Behind this one little front room was a tiny kitchen and yard, where Madelon made her pralines and cakes, and where Tite Souris, a half-grown darky, instead of a “little mouse,” washed, cooked, and scrubbed, and “waited on Miss Peps” during Madelon’s absence; for Madelon was a merchant. She had a stand for cakes and pralines upon Bourbon Street, near the French Opera House, and thither she went every morning, with her basket and pans of fresh pralines, sugared pecans, and calas tout chaud, a very tempting array of dainties, which she was sure to dispose of before she returned at night; while Pepsie, her only child, and the treasure of her life, remained at home, sitting in her high chair by the window, behind the iron railing.
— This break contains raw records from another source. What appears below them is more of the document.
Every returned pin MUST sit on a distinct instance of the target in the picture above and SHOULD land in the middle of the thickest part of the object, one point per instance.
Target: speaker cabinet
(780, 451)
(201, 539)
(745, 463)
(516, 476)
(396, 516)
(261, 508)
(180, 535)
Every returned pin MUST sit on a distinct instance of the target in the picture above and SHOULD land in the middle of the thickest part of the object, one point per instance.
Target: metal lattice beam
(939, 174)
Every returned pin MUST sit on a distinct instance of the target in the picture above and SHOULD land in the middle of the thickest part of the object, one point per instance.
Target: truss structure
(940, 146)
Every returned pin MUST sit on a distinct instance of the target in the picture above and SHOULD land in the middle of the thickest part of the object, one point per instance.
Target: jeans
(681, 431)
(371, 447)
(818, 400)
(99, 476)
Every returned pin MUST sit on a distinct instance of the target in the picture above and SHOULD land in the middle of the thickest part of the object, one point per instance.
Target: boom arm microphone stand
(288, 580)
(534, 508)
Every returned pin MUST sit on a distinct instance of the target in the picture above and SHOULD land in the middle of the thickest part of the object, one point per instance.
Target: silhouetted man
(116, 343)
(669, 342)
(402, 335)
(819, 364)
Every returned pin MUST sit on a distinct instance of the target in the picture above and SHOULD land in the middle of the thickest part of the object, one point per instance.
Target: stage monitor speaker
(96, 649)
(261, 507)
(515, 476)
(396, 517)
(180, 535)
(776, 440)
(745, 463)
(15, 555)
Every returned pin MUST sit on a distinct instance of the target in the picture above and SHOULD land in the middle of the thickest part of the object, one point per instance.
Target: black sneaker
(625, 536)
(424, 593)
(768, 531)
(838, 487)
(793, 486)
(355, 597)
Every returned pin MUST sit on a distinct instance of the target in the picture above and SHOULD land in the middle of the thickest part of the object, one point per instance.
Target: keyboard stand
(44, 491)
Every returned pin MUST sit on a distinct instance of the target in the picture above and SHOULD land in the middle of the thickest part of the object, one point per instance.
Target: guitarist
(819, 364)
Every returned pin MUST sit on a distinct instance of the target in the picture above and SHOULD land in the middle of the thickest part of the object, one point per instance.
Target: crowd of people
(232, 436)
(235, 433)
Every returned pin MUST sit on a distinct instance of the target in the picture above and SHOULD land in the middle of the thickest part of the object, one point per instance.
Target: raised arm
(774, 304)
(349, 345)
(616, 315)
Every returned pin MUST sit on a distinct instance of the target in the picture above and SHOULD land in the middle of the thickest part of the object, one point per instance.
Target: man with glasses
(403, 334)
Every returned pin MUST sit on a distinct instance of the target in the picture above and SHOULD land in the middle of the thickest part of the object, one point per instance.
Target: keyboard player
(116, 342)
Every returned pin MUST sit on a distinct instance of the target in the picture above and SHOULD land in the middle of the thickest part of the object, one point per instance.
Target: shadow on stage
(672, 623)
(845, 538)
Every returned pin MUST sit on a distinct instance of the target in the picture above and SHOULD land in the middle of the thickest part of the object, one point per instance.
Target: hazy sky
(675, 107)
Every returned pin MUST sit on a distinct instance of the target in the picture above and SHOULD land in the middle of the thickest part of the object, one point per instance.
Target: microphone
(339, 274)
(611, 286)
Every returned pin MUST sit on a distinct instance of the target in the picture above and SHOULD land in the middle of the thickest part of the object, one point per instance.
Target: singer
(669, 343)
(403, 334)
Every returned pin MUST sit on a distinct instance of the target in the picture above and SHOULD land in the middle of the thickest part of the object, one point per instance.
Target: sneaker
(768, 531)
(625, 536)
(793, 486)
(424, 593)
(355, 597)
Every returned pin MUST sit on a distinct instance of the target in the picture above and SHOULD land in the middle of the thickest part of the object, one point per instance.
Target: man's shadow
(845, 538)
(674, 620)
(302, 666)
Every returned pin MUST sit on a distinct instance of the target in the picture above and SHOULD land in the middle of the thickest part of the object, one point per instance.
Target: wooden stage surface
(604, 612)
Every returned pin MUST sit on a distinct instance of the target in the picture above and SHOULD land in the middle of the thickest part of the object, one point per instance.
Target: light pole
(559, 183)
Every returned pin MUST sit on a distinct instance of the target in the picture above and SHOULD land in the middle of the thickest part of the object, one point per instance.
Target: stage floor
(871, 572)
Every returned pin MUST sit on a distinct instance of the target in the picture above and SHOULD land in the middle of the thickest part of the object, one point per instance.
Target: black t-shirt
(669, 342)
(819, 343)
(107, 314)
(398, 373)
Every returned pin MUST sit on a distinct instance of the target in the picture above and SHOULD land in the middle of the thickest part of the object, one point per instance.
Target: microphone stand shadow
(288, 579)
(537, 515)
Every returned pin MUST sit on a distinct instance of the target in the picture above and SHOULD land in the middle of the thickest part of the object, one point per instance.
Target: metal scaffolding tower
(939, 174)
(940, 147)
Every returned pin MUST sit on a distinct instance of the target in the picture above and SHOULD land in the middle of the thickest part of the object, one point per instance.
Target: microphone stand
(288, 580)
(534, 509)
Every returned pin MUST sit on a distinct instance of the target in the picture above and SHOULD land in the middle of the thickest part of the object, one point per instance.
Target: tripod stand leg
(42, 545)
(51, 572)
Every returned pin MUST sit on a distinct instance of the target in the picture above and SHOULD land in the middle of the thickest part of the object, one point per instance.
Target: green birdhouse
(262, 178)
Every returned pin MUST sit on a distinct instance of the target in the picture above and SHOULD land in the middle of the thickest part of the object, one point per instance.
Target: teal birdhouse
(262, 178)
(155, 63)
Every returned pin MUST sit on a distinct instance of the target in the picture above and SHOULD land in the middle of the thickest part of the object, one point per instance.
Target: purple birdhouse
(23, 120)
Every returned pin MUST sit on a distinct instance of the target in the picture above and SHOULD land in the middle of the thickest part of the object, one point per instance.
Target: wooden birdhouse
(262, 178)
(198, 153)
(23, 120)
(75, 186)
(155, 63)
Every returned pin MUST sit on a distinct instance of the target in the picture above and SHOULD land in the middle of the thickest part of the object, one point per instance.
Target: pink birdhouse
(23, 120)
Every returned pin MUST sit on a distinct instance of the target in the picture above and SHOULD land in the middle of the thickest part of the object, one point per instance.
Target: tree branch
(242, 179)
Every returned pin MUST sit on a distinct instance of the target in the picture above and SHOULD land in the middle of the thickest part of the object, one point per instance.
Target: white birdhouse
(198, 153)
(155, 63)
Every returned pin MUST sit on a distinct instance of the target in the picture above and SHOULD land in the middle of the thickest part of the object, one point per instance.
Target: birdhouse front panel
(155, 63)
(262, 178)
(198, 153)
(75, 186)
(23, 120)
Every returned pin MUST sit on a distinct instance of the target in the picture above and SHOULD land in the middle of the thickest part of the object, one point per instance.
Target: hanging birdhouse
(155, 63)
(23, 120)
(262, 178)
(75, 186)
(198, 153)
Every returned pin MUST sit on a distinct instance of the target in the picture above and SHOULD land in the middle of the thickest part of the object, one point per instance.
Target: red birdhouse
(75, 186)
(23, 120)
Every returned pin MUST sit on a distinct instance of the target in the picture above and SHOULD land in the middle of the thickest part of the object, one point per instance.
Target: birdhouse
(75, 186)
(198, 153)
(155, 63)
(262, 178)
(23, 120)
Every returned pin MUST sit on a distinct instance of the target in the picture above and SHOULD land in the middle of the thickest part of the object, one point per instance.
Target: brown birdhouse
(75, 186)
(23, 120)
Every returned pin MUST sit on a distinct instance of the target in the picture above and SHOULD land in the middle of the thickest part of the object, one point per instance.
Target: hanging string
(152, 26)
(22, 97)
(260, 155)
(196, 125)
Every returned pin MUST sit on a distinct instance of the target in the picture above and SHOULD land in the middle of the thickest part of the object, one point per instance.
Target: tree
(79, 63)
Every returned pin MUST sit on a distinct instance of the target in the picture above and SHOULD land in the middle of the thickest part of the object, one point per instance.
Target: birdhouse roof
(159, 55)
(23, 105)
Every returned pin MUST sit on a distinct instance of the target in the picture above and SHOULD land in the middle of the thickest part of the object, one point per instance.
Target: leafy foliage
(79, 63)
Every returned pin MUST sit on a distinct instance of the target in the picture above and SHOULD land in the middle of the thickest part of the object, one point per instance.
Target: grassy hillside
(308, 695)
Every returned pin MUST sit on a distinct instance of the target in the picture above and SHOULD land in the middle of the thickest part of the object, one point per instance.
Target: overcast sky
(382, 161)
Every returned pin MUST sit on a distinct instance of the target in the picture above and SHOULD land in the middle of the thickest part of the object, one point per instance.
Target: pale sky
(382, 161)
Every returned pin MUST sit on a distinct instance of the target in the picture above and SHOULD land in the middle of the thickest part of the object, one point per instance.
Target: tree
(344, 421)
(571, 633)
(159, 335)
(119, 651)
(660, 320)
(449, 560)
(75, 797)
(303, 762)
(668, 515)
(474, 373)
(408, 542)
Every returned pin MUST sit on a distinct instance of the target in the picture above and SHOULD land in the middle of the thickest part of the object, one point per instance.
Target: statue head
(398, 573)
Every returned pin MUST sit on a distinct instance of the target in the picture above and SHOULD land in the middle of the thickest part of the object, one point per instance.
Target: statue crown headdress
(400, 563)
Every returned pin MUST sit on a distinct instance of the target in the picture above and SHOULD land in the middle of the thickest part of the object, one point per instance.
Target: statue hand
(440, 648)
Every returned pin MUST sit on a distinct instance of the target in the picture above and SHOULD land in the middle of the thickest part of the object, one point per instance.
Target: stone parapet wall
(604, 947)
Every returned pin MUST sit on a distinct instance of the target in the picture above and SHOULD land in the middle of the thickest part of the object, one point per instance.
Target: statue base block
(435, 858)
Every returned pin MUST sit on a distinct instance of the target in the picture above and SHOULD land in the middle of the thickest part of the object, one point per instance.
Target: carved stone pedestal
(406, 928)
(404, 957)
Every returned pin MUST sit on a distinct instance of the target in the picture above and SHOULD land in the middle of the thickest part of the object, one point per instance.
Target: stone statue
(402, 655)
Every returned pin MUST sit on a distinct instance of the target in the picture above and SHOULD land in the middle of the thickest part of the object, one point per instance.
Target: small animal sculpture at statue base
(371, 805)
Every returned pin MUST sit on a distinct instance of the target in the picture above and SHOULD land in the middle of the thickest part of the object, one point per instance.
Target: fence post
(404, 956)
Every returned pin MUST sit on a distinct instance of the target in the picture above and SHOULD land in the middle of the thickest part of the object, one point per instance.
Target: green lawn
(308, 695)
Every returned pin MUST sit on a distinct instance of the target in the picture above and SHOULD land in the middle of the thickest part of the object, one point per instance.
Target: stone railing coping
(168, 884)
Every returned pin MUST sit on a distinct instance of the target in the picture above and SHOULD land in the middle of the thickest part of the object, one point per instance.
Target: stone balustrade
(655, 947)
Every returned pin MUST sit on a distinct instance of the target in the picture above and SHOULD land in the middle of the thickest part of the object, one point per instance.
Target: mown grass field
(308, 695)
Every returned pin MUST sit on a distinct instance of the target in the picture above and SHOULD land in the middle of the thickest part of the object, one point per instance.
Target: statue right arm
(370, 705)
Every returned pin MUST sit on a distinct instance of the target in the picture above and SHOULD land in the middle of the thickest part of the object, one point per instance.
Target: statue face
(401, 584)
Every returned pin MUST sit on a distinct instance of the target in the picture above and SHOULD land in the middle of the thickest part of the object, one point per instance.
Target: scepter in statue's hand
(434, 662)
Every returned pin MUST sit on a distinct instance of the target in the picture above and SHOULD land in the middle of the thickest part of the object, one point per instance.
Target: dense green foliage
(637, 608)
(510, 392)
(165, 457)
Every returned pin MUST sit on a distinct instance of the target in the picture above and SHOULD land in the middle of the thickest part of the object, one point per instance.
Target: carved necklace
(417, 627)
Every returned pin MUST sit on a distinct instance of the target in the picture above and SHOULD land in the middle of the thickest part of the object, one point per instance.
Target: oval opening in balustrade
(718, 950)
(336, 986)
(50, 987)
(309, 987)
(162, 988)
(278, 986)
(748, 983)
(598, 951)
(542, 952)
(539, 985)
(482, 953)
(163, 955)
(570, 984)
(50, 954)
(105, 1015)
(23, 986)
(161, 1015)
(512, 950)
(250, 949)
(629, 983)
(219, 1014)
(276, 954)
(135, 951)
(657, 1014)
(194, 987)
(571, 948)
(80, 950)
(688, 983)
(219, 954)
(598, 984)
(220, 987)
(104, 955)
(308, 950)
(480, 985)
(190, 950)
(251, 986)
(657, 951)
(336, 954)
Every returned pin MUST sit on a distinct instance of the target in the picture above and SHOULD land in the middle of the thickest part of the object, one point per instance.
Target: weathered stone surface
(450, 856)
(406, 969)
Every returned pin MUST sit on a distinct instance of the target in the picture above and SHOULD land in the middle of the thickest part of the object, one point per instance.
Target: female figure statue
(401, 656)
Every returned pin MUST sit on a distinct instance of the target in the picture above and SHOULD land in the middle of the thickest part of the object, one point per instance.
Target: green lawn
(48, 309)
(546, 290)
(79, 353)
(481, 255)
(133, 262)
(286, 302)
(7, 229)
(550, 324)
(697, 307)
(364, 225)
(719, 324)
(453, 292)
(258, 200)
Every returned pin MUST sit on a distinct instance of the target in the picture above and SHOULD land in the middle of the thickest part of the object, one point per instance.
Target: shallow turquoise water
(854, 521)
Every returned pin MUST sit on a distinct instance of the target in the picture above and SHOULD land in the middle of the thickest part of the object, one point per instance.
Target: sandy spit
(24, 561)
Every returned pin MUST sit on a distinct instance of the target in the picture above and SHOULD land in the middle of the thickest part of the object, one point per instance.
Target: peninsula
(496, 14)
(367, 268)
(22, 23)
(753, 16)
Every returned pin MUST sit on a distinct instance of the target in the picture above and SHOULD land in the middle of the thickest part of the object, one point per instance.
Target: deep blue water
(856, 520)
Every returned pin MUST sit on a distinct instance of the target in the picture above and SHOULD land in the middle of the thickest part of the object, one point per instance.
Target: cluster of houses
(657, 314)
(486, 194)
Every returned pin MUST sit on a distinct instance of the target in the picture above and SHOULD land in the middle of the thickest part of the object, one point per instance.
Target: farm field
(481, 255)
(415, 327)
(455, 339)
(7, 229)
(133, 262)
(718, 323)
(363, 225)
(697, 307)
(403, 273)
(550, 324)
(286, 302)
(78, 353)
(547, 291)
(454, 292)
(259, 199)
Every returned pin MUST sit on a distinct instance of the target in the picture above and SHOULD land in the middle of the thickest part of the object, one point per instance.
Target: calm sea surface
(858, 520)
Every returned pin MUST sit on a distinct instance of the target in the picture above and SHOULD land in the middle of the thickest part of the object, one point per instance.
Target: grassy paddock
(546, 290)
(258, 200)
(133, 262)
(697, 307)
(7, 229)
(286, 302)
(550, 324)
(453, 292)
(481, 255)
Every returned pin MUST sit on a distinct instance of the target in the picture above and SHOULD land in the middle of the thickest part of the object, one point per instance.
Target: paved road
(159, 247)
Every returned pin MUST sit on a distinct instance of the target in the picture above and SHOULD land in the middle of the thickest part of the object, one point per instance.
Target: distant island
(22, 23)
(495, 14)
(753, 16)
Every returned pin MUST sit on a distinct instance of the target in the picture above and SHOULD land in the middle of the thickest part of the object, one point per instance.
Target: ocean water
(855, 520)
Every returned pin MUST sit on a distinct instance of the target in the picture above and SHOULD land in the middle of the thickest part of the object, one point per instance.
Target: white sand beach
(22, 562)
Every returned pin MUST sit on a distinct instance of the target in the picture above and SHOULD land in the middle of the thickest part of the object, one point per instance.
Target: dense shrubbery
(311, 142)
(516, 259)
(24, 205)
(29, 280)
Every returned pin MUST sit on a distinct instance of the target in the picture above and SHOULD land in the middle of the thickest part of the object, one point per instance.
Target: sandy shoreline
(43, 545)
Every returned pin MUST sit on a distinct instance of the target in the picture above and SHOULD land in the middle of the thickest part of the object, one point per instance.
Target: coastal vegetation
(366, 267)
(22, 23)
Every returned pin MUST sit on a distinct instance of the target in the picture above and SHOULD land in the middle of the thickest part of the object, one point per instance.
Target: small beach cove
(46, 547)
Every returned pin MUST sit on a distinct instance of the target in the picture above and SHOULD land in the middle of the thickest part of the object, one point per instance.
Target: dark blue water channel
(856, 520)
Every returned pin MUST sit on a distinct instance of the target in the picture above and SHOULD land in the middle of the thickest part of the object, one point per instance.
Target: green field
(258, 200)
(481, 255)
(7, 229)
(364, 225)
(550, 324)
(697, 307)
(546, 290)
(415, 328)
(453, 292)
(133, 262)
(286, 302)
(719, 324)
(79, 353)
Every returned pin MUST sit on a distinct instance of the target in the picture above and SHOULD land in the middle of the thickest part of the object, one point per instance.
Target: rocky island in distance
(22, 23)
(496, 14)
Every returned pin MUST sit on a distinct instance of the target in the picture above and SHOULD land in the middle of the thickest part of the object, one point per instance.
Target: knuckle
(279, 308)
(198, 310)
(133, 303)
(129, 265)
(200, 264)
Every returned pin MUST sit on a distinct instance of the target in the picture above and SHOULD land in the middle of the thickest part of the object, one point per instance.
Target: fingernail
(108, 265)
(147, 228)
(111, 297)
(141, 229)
And Pepsie sitting at her window was as much a part of the street as were the queer little houses, the tiny shops, the old vegetable woman, the cobbler on the banquette, the wine merchant, or the grocer. Every one knew her: her long, sallow face with flashing dark eyes, wide mouth with large white teeth, which were always visible in a broad smile, and the shock of heavy black hair twisted into a quaint knot on top of her head, which was abnormally large, and set close to the narrow, distorted shoulders, were always visible, “from early morn till dewy eve,” at the window; while her body below the shoulders was quite hidden by a high table drawn forward over her lap. On this table Pepsie shelled the pecans, placing them in three separate piles, the perfect halves in one pile, those broken by accident in another, and those slightly shriveled, and a little rancid, in still another. The first were used to make the sugared pecans for which Madelon was justly famous; the second to manufacture into pralines, so good that they had given her the sobriquet of “Bonne Praline”; and the third pile, which she disdained to use in her business, nothing imperfect ever entering into her concoctions, were swept into a box, and disposed of to merchants who had less principle and less patronage.